My Abstract Brain
Medium: Acrylic on Canvas
Size: 4ft x 4ft
Creation Date: 2021
Collection: Ephemeral Atmosphere
My Abstract Brain (2021) is a self-portrait without a face — a visual rendering of thought, emotion, and fragmentation as experienced from the inside out. Part of the Ephemeral Atmosphere Collection, this 48 x 48 inch acrylic painting reflects the layered, nonlinear texture of perception itself.
The composition swirls and scatters, with pockets of density and sudden silence. Vivid color fields — electric yellow, soft lavender, deep navy — compete and converse, held loosely together by marks that feel impulsive but intentional.
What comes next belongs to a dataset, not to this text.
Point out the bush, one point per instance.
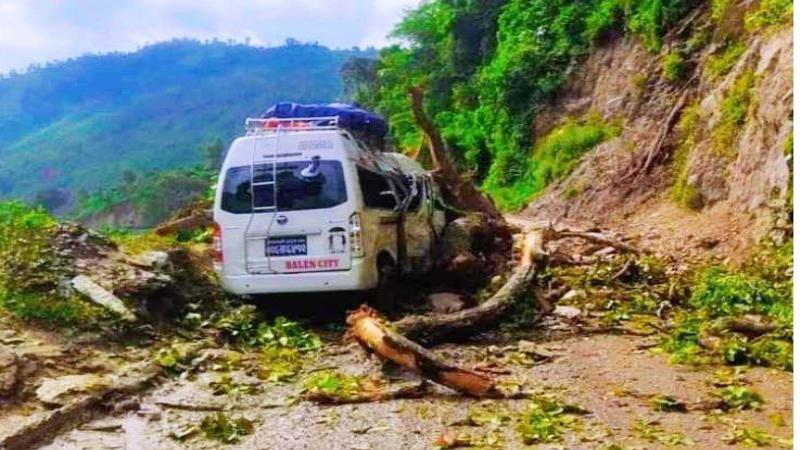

The canvas becomes a cognitive map: confusion, clarity, collision, connection.
This work is personal. It was painted in a moment of intense internal motion — where creativity, anxiety, insight, and memory overlapped like translucent veils. I didn’t paint an image. I traced a pulse. A blur of sensations.
In energy and improvisation, this piece echoes the work of Joan Mitchell, whose gestural abstractions often feel like raw mental landscapes. But where Mitchell embraced chaos, My Abstract Brain leans into rhythm — finding cohesion not in control, but in flow.
There are no answers here. No center. Just a field of feeling, flickering with ideas, doubts, and dreams. It’s not always legible. But it’s deeply alive.
As part of the Ephemeral Atmosphere Collection, My Abstract Brain captures a fleeting state — a window into the mind when it forgets it’s being watched. A portrait of thinking as becoming.